During execution of the first six instructions, the core would have time to fetch six words, of which three would be executed, so there could be up to three pre-fetched. The next instructions are all three words each, so it wouldn't be possible for the core to fetch instructions as fast as they are being executed. I would expect that some of the "it" instructions would take a cycle, but I don't know how to predict which ones.

It would be nice if ARM could specify certain conditions under which the "it" instruction timing would be deterministic (e.g. if there are no wait states or code-bus contention, and the preceding two instructions are 16-bit register instructions, etc.) but I haven't seen any such spec.

Sample application

Suppose one is trying to design a daughterboard for an Atari 2600 to generate component video output at 480P. The 2600 has a 3.579MHz pixel clock, and a 1.19MHz CPU clock (dot clock/3). For 480P component video, each line must be output twice, implying a 7.158MHz dot clock output. Because the Atari's video chip (TIA) outputs one of 128 colors using as 3-bit luma signal plus a phase signal with roughly 18ns resolution, it would be difficult to accurately determine the color just by looking at the outputs. A better approach would be to intercept writes to the color registers, observe the values written, and feed each register in the TIA luminance values corresponding to the register number.

All this could be done with an FPGA, but some pretty fast ARM devices can be had far cheaper than an FPGA with enough RAM to handle the necessary buffering (yes, I know that for the volumes such a thing might be produced the cost isn't a real factor). Requiring the ARM to watch the incoming clock signal, however, would significantly increase the required CPU speed. Predictable cycle counts could make things cleaner.

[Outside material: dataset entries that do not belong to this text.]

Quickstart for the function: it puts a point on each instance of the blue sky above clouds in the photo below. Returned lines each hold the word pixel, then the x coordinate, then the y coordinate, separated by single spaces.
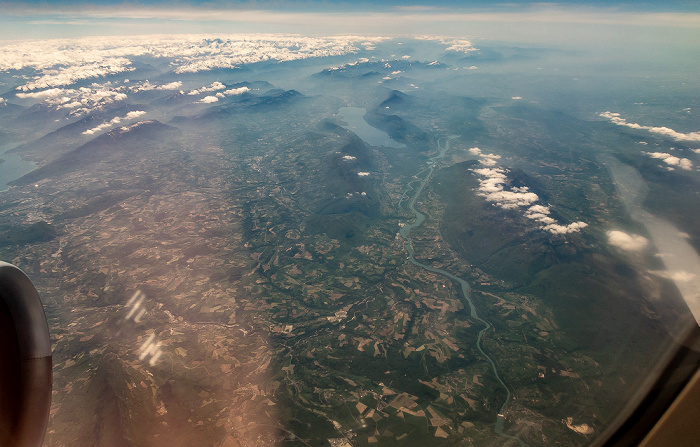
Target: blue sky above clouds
pixel 521 20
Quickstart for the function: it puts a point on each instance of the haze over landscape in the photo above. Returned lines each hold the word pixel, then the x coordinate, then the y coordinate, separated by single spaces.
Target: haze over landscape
pixel 327 224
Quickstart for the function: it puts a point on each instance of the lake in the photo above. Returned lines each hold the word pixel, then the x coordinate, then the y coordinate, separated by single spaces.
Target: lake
pixel 370 135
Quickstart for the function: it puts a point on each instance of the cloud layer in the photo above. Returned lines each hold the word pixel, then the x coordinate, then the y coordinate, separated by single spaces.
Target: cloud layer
pixel 62 62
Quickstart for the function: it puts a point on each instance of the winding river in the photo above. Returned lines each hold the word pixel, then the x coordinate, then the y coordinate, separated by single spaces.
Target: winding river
pixel 405 232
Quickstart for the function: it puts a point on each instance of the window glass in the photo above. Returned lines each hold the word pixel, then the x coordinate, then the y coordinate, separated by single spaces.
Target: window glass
pixel 347 226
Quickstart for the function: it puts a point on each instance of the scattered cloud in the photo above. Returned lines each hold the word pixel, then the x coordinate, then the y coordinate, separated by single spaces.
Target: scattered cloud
pixel 665 131
pixel 629 242
pixel 212 88
pixel 678 276
pixel 116 120
pixel 672 160
pixel 236 91
pixel 492 186
pixel 146 85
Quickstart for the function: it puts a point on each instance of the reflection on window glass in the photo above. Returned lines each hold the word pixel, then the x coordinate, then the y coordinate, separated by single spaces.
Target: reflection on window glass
pixel 342 226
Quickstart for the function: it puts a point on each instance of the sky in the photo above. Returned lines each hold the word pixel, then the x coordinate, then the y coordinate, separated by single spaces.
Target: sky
pixel 515 20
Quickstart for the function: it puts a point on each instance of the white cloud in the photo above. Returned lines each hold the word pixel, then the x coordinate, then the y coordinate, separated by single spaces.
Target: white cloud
pixel 212 88
pixel 629 242
pixel 665 131
pixel 146 85
pixel 236 91
pixel 493 188
pixel 50 93
pixel 678 276
pixel 134 114
pixel 116 120
pixel 565 229
pixel 62 62
pixel 672 160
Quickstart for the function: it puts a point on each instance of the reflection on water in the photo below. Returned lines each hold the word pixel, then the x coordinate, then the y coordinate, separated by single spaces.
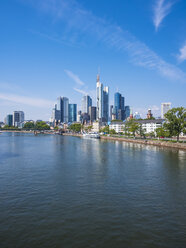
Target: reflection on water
pixel 71 192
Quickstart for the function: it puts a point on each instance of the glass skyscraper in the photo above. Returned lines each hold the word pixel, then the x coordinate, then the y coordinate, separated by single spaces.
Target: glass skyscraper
pixel 72 112
pixel 119 106
pixel 62 106
pixel 102 101
pixel 86 103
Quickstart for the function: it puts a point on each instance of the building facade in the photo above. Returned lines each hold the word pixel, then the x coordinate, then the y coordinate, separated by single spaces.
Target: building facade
pixel 86 103
pixel 102 101
pixel 118 127
pixel 18 118
pixel 165 107
pixel 119 106
pixel 72 112
pixel 9 120
pixel 92 113
pixel 62 106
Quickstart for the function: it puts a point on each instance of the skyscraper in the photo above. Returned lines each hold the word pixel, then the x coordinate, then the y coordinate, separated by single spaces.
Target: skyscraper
pixel 92 113
pixel 119 106
pixel 127 112
pixel 9 120
pixel 18 118
pixel 102 100
pixel 72 112
pixel 62 106
pixel 165 107
pixel 86 103
pixel 106 103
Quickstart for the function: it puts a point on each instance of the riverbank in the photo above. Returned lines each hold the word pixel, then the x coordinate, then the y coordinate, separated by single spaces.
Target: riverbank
pixel 148 142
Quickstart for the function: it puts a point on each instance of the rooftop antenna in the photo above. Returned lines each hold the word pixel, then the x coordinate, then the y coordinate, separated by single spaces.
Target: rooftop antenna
pixel 98 75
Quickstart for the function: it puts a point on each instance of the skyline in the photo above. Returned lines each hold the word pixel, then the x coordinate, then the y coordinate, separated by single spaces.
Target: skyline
pixel 140 50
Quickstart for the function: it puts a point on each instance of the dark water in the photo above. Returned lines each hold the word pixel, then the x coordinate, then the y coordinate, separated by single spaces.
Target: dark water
pixel 68 192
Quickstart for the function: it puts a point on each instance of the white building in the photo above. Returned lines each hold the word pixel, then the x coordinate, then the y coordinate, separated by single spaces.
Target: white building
pixel 117 126
pixel 165 107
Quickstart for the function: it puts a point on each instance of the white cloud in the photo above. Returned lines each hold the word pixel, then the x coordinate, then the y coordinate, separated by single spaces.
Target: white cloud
pixel 182 54
pixel 74 77
pixel 113 36
pixel 161 10
pixel 34 102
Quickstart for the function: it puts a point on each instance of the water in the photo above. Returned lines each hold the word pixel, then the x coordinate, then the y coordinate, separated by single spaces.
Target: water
pixel 69 192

A relatively simple design approach would be to have a CPLD watch the CPU and TIA and generate a 13-bit RGB+sync signal, and then have ARM DMA grab 16-bit values from one port and write them to another with proper timing. It would be an interesting design challenge, though, to see if a cheap ARM could do everything. DMA could be a useful aspect of an all-in-one approach if its effects on CPU cycle counts could be predicted (especially if the DMA cycles could happen in cycles when the memory bus was otherwise idle), but at some point in the process the ARM would have to perform its table lookup and bus-watching functions. Note that unlike many video architectures where color registers are written during blanking intervals, the Atari 2600 frequently writes to color registers during a the displayed portion of a frame, and many games rely upon pixel-accurate timing.

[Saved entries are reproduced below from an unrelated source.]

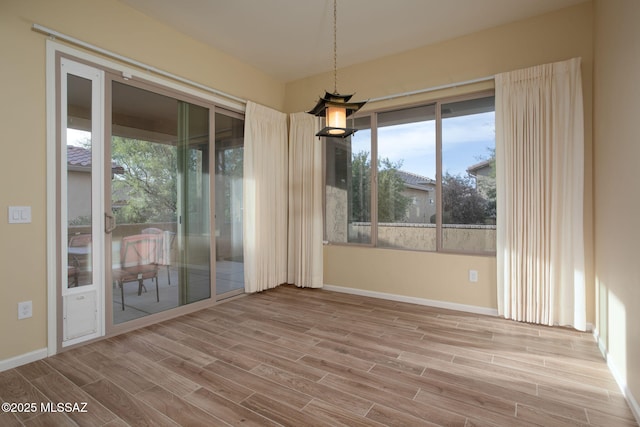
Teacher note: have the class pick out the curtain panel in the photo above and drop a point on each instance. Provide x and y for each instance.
(305, 202)
(265, 198)
(540, 180)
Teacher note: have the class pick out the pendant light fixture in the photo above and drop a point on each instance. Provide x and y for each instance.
(335, 108)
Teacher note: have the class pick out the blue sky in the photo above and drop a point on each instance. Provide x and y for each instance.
(466, 141)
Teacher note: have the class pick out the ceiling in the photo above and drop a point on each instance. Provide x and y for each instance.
(293, 39)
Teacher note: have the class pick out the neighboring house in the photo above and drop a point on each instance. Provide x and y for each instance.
(79, 183)
(422, 192)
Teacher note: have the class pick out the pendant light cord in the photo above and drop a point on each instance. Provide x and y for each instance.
(335, 47)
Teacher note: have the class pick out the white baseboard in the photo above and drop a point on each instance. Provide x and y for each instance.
(23, 359)
(415, 300)
(622, 383)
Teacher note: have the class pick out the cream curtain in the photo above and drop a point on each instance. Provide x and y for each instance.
(265, 198)
(540, 179)
(305, 202)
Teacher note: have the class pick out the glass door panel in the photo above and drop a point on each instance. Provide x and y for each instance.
(79, 150)
(229, 151)
(80, 177)
(160, 200)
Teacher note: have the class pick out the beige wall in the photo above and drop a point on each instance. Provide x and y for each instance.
(108, 24)
(548, 38)
(617, 194)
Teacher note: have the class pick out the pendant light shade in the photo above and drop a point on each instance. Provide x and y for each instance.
(335, 108)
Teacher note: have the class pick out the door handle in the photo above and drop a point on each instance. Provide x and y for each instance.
(109, 223)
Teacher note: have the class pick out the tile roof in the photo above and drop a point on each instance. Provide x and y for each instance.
(81, 157)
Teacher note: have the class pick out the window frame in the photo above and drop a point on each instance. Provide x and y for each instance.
(373, 117)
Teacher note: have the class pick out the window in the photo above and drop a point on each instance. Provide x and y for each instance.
(391, 167)
(348, 186)
(406, 168)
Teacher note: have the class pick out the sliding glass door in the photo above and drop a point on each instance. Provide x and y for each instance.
(149, 189)
(229, 152)
(160, 202)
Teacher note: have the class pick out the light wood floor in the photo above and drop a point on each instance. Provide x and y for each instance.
(301, 357)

Perhaps the best approach would be to use a couple discrete-logic chips to identify color writes and force the lower-bits of color registers to the proper values, and then use two DMA channels to sample the incoming CPU bus and TIA output data, and a third DMA channel to generate the output data. The CPU would then be free to process all of the data from both sources for each scan line, perform the necessary translation, and buffer it for output. The only aspect of the adapter's duties which would have to happen in "real time" would be the override of data written to COLUxx, and that could be taken care of using two common logic chips.

Best Answer

I vote for DMA. It's really flexible in Cortex-M3 and up - and you can do all kind of crazy things like automatically getting data from one place and outputing into another with specified rate or at some events without spending ANY CPU cycles. DMA is much more reliable.

But it might be quite hard to understand in details.

Another option is soft-cores on FPGA with hardware implementation of these tight things.